London (CNSNews.com) - NATO Monday sought to play down the emergence over the weekend of a what appears to be a major foreign policy difference between the American presidential candidates over the future of U.S. peacekeeping forces in the Balkans.
The talk of a pullout of American peacekeepers was "hypothetical," NATO spokesman Lee McClenny said by telephone from Brussels.
"We are a military alliance," he added. "We don't dabble or involve ourselves in the democratic process in any of the 19 member nations. It's not something the secretary-general [George Robertson] has commented on."
The issue arose when Condoleezza Rice, foreign policy advisor to Governor George W. Bush, said in a newspaper interview late last week the Republican candidate would, if elected, pull American troops out of the Balkans.
The burden of peacekeeping in Europe should be borne by the Europeans, she said, while the U.S. would instead focus on other trouble spots, in the Persian Gulf and Asia.
Her comments were backed up by Bush "one hundred per cent," his spokesman said, and senior campaign official Ari Fleischer told reporters a Bush administration would see the military's role as one of fighting and winning wars, rather than carrying out peacekeeping operations.
The high-profile response came from Vice President Al Gore himself. The Democratic candidate told a union rally in Washington Bush suffered from "a complete lack of judgment" and a "complete misunderstanding of history," making him unfit to be president.
Bush's policy "could jeopardize fragile alliances. It would be a damaging blow to NATO," Gore warned.
And in an unusual intervention into the campaign by the State Department, Secretary of State Madeleine Albright said Bush's view could send a "very dangerous signal" and lead to regional instability.
In a written statement over the weekend, Rice shot back: "Vice President Gore seems to have a vision of an indefinite U.S. military deployment in the Balkans." Under President Gore, the U.S. military would continue to be over-deployed and weakened, added Rice, who could be national security advisor in a Bush administration.
Rice said while Bush looked forward to working with NATO to bring stability to
the Balkans, "police functions and civil administration are not appropriate long-term roles for the American armed forces."
Approached for NATO's reaction, McClenny said there was no suggestion all American forces would be redeployed from the region.
"If you go back and look at the full range of comments that were made over the weekend, as Ms. Rice made very clear, they weren't talking about a total and complete withdrawal," McClenny said.
"They were talking about: a) consultations with European and other NATO allies; b) the possibility of moving ground troops ... but continuing to play a role in some sort of support functions. They were not explicit about what that might mean, I don't think. It's all hypothetical, and not something we'd have any comment about."
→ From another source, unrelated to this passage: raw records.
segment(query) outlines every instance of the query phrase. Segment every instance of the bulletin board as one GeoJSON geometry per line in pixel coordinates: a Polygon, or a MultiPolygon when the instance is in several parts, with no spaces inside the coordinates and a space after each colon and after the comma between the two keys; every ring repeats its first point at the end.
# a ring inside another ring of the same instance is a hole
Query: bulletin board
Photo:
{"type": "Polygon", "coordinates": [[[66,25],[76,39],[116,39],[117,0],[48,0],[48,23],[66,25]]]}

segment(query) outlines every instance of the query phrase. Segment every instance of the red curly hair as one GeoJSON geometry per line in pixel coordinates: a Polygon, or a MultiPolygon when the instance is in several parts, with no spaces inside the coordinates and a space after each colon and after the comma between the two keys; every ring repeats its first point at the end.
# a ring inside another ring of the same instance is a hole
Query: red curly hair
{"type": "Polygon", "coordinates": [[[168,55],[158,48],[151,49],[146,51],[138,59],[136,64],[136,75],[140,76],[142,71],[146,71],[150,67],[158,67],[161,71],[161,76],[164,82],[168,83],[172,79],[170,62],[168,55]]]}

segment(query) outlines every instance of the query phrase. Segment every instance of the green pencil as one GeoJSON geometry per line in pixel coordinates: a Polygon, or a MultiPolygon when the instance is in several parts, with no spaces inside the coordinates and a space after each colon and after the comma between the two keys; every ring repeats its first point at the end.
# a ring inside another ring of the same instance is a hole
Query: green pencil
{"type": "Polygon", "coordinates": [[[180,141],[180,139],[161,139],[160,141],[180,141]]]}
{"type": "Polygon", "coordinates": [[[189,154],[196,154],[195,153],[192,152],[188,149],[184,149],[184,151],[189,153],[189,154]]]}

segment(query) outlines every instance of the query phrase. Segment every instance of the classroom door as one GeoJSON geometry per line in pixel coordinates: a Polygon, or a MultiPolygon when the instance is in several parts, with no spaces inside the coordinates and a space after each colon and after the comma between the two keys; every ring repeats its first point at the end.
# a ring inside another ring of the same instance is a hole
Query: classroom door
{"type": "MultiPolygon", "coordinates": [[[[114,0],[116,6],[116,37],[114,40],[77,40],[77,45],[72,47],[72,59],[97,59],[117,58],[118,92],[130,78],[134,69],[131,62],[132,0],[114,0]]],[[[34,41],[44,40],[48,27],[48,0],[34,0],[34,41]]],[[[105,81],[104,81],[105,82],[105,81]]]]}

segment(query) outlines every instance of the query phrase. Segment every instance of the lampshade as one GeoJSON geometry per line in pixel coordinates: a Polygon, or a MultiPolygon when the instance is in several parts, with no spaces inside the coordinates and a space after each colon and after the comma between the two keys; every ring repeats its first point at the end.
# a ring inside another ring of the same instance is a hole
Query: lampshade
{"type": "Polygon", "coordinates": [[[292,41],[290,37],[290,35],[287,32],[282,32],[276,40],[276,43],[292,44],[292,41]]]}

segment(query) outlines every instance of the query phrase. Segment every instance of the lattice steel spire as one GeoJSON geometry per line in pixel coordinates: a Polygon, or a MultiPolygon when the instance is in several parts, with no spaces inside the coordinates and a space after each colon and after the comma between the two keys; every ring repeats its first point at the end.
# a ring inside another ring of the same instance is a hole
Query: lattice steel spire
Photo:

The U.S. has more than 11,000 troops deployed in the Balkans, and is the single largest contributor to the 36,000-strong NATO-led KFOR force in Kosovo.
Apart from Kosovo, another 30,000 international troops are in the region - 10,000 support troops in Macedonia and Albania, and 20,000 in the SFOR stability force overseeing the implementation of the 1995 Dayton accord in Bosnia. American servicemen comprise about one-fifth of the total Balkans deployment.
After the recent political transformation in Yugoslavia, Robertson said there were no plans to withdraw the troops from the Balkans.
The Texas-based independent intelligence analyst group Stratfor noted Monday that, up until now, Gore has sought to minimize foreign policy differences with Bush.
In choosing to respond to the "probe" from the Bush camp in a "massive, coordinated and intense" manner, the Gore campaign gave the impression that its opponents had hit a nerve, Stratfor said.
It pointed out that, on the surface, Yugoslavia may appear to be a success story for the Clinton-Gore administration - unlike the situation in the Middle East, for example.
"Nevertheless, Bush views Yugoslavia as the vulnerable point in Democratic foreign policy." Bush had not challenged Gore on the decision to intervene militarily in the Balkans, but rather on his exit strategy.
"Gore and the Clinton administration have positioned the United States for a long-term presence in the Balkans. Bush has chosen this long-term presence as the battleground," according to Stratfor.